Клочья Гражданской войны – продуктовые карточки, бумажки с номерами из всевозможных очередей – разбросаны тут же. Порой мне даже нравилось лежать вот так. У меня на родине покойников клали на землю. Родные плакали, распростершись у изголовья. Да и сам я потом полюбил лежать на земле, нашептывая ей свои жалобы, молитвы…
Я вспоминал своего прадеда, который расписывал синагогу в Могилеве48
, и плакал: ну почему он не взял меня сто лет назад к себе хотя бы подмастерьем? Ну разве не жаль, что он, заступник мой перед Господом, покоится сейчас в могилевской земле? Он бы рассказал, какие чудеса творила его кисть в местечке Лиозно. Вдохни в меня, мой бородатый предок, хоть капельку еврейской истины!Проголодавшись, я посылал швейцара Эфраима за молоком и хлебом.

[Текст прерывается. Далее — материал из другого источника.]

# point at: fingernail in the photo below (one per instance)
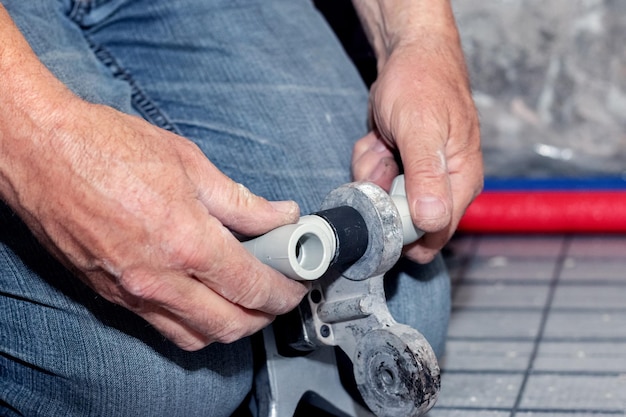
(379, 171)
(379, 146)
(429, 208)
(286, 207)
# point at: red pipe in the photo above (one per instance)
(546, 212)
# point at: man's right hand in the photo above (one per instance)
(138, 213)
(145, 219)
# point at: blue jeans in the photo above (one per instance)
(266, 91)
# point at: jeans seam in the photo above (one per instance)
(139, 99)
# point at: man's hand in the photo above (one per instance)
(145, 219)
(139, 213)
(422, 111)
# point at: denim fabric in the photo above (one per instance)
(265, 90)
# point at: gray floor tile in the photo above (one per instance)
(520, 246)
(479, 390)
(577, 357)
(594, 270)
(576, 325)
(487, 356)
(575, 392)
(468, 324)
(607, 247)
(439, 412)
(506, 268)
(500, 295)
(604, 297)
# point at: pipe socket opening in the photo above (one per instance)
(310, 251)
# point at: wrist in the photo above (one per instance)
(393, 24)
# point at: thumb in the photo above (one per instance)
(428, 186)
(242, 211)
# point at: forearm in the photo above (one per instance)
(392, 23)
(30, 97)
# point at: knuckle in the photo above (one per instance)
(140, 284)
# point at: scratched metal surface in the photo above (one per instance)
(538, 327)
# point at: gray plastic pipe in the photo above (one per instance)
(304, 251)
(301, 251)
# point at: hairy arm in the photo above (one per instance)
(136, 212)
(422, 111)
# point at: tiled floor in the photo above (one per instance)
(538, 327)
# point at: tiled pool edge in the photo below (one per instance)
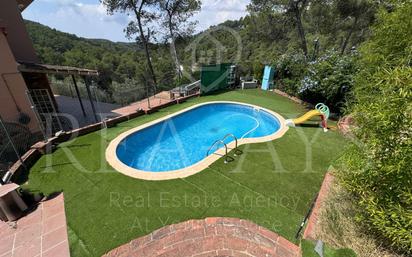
(112, 159)
(310, 230)
(211, 237)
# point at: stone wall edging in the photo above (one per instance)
(310, 230)
(41, 147)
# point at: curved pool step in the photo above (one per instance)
(210, 237)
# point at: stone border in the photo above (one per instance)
(210, 237)
(40, 148)
(310, 231)
(113, 160)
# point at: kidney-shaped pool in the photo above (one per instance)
(177, 145)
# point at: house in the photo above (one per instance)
(26, 97)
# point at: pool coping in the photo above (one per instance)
(118, 165)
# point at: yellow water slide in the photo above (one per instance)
(320, 110)
(307, 116)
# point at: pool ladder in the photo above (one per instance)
(222, 142)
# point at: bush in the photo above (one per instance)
(290, 70)
(329, 79)
(377, 168)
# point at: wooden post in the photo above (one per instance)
(90, 99)
(78, 95)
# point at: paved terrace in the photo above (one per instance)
(41, 233)
(211, 237)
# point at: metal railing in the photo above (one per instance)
(237, 150)
(214, 144)
(222, 141)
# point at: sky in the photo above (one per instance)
(88, 18)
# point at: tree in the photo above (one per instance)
(175, 18)
(296, 8)
(143, 11)
(377, 168)
(293, 10)
(354, 13)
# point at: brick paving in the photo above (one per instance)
(41, 233)
(212, 237)
(310, 231)
(144, 105)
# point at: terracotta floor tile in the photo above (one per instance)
(6, 244)
(61, 250)
(54, 238)
(54, 222)
(28, 249)
(50, 211)
(27, 234)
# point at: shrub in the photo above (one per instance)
(290, 70)
(377, 168)
(329, 79)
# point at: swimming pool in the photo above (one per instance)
(178, 144)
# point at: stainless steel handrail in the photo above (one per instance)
(237, 151)
(230, 135)
(218, 141)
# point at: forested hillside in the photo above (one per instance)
(302, 49)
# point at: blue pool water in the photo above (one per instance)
(183, 140)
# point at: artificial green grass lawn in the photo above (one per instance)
(271, 184)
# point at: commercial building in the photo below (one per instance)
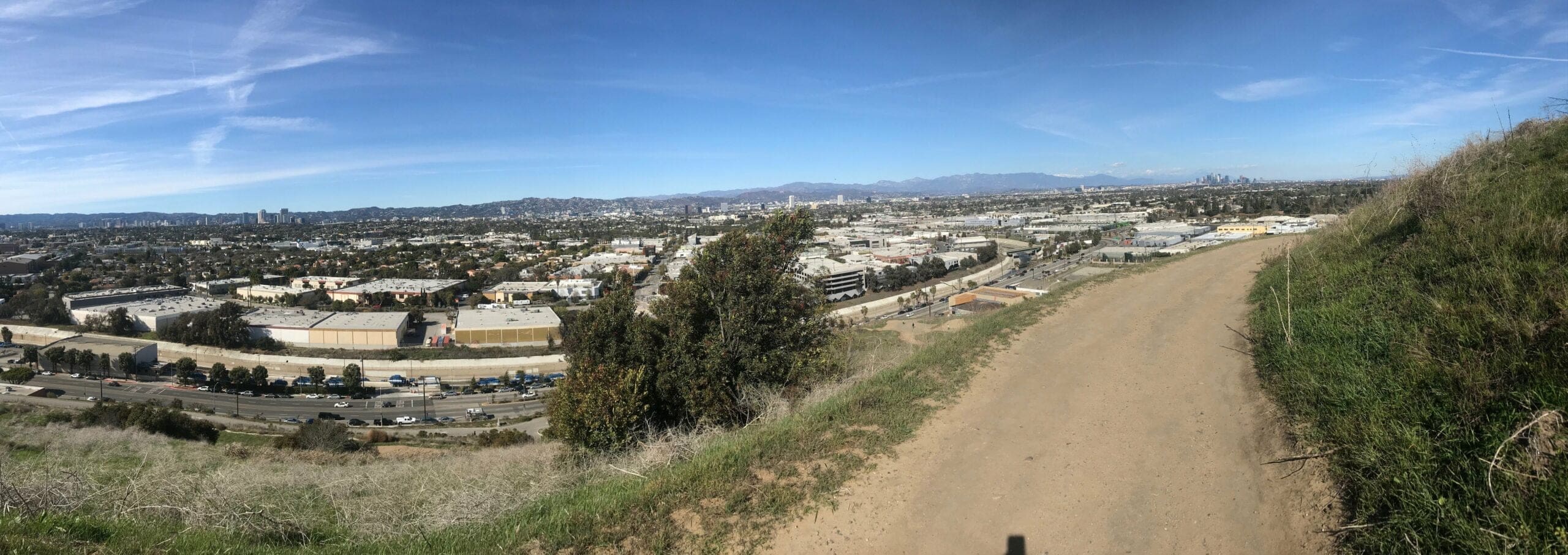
(275, 293)
(121, 295)
(220, 286)
(1250, 229)
(838, 281)
(149, 314)
(518, 290)
(401, 289)
(507, 327)
(145, 353)
(328, 282)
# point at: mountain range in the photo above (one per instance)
(965, 184)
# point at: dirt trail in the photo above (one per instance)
(1121, 424)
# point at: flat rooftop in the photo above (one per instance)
(402, 286)
(300, 319)
(126, 290)
(160, 306)
(491, 319)
(363, 320)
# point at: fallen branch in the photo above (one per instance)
(628, 472)
(1496, 457)
(1303, 457)
(1346, 527)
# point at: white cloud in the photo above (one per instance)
(272, 124)
(206, 143)
(27, 10)
(1496, 55)
(1274, 88)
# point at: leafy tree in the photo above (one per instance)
(186, 368)
(317, 377)
(353, 375)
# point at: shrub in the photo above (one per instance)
(148, 418)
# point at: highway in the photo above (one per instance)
(298, 407)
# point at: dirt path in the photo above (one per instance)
(1121, 424)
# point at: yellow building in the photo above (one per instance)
(1252, 229)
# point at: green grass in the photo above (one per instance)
(741, 485)
(1424, 331)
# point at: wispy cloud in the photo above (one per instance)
(272, 124)
(1274, 88)
(27, 10)
(206, 142)
(1174, 65)
(1494, 55)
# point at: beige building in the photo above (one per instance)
(502, 327)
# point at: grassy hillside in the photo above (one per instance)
(1424, 339)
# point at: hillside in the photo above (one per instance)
(1424, 341)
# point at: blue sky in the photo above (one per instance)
(230, 105)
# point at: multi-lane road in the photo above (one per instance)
(298, 407)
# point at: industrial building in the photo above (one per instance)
(320, 328)
(121, 295)
(516, 290)
(220, 286)
(507, 327)
(275, 293)
(146, 353)
(323, 282)
(401, 289)
(149, 314)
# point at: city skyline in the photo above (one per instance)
(184, 107)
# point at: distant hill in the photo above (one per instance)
(967, 184)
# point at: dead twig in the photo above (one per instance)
(1303, 457)
(1496, 455)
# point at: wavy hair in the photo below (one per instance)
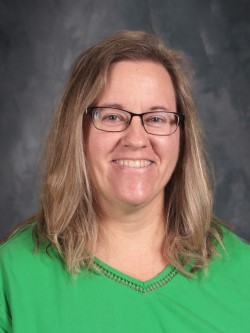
(67, 217)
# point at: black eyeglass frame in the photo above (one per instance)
(90, 112)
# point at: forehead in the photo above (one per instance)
(138, 82)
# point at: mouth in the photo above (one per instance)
(134, 163)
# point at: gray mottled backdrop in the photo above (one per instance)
(39, 41)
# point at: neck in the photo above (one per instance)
(131, 240)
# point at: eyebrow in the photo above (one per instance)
(120, 106)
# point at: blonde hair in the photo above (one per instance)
(67, 216)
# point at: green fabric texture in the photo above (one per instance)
(37, 294)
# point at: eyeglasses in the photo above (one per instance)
(109, 119)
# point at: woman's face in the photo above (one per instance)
(114, 157)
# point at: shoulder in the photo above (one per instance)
(19, 254)
(18, 245)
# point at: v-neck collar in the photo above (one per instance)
(143, 287)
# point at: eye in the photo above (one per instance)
(113, 117)
(156, 119)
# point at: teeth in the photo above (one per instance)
(134, 164)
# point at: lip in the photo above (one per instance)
(134, 163)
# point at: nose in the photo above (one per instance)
(135, 135)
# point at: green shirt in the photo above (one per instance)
(37, 294)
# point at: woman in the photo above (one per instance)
(125, 238)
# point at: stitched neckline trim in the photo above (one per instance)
(143, 287)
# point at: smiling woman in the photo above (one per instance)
(125, 238)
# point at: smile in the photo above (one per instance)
(134, 163)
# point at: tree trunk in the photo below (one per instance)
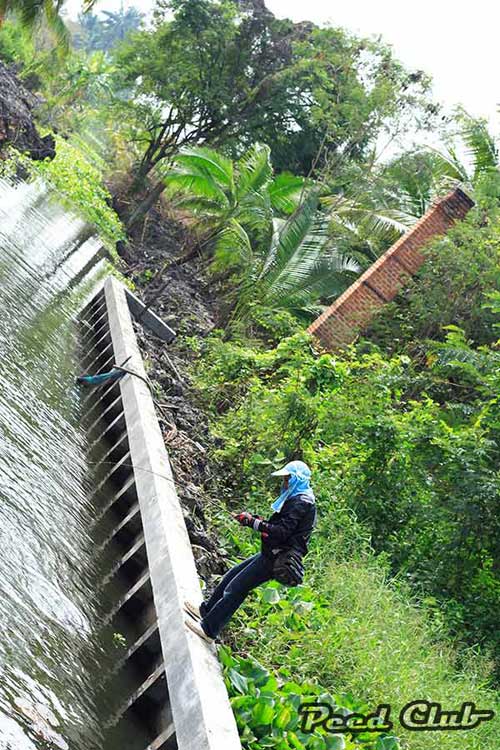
(143, 208)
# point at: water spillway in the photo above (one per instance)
(82, 662)
(179, 693)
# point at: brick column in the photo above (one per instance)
(379, 284)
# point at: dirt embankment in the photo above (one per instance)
(183, 297)
(17, 126)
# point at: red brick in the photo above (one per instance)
(343, 320)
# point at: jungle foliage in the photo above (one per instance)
(262, 135)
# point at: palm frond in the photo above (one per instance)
(194, 187)
(480, 144)
(285, 192)
(232, 246)
(206, 162)
(254, 171)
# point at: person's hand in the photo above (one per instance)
(245, 519)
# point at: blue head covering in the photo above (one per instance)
(298, 484)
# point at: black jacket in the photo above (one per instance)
(291, 528)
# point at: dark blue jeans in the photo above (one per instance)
(232, 591)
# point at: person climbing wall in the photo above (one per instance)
(284, 541)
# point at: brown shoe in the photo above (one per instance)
(197, 628)
(193, 610)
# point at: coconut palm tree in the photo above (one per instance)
(32, 12)
(469, 156)
(298, 269)
(233, 202)
(291, 247)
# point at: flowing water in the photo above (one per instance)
(51, 645)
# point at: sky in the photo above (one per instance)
(456, 44)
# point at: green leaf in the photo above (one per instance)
(239, 682)
(263, 713)
(271, 596)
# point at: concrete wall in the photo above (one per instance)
(379, 284)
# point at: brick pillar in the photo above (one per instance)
(379, 284)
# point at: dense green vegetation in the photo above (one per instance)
(262, 135)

Собственно, это было не совсем молоко и не совсем хлеб. В молоке – вода и крахмал, в хлебе – овес и какая-то труха табачного цвета. Может, это и правда настоящее молоко, а может – от какой-нибудь революционной коровы. Может, сукин сын Эфраим подмешивал в воду какую-то гадость и подавал мне. Чью-то белую кровь… Я пил, ел, приободрялся. Эфраим, представитель рабочих и крестьян, вдохновлял меня. Если бы не он, разве у меня что-нибудь получилось бы? Его нос, его убогость, его тупость, его вши, переползавшие с него на меня – и обратно. Он стоял рядом, неуверенно улыбаясь. Он не знал, на что смотреть – на меня или на мои художества. И то и другое выглядело чуднó. Где ты сейчас, Эфраим? И кто еще помнит меня? Может, ты и простой швейцар, но иногда ты стоял возле кассы и проверял билеты. Я часто думал: надо бы им взять его на сцену, ведь взяли же они супругу швейцара Каца? Ее фигура напоминала кубометр сырых дров, присыпанных снегом. Втащите-ка дрова на пятый этаж и сложите в комнате. Запотеют – не то слово… На репетициях она визжала и ревела, как жеребая кобыла. А ее груди! Врагу не пожелал бы смотреть на них. Ужас!
Сразу за дверью – кабинет Грановского. Пока помещение не готово, у него мало работы. В комнатушке не протолкнуться. Он распластался на кровати, под кроватью опилки. Сейчас он болеет. «Как здоровье, Алексей Михайлович?»
Так он лежит, улыбается, язвит или бранится. И часто крепким словцом, по матушке и по батюшке, честит меня или того, кто первым подвернется. Не знаю, улыбается ли Грановский сейчас, но тогда его грустная улыбка, как Эфраимово молоко, успокаивала меня. Правда, порой мне казалось, я его раздражаю, но я не решался спросить, любит ли он меня.
Так я и уехал из России, не узнав этого.
Я давно мечтал поработать в театре. Еще в 1911 году Яков Тугендхольд писал, что предметы на моих картинах живые и что я вполне мог бы сделать декорации для психологической драмы. Я задумался. И вот в 1914 году Тугендхольд посоветовал Таирову, руководителю Московского камерного театра, взять меня оформителем «Виндзорских насмешниц» Шекспира.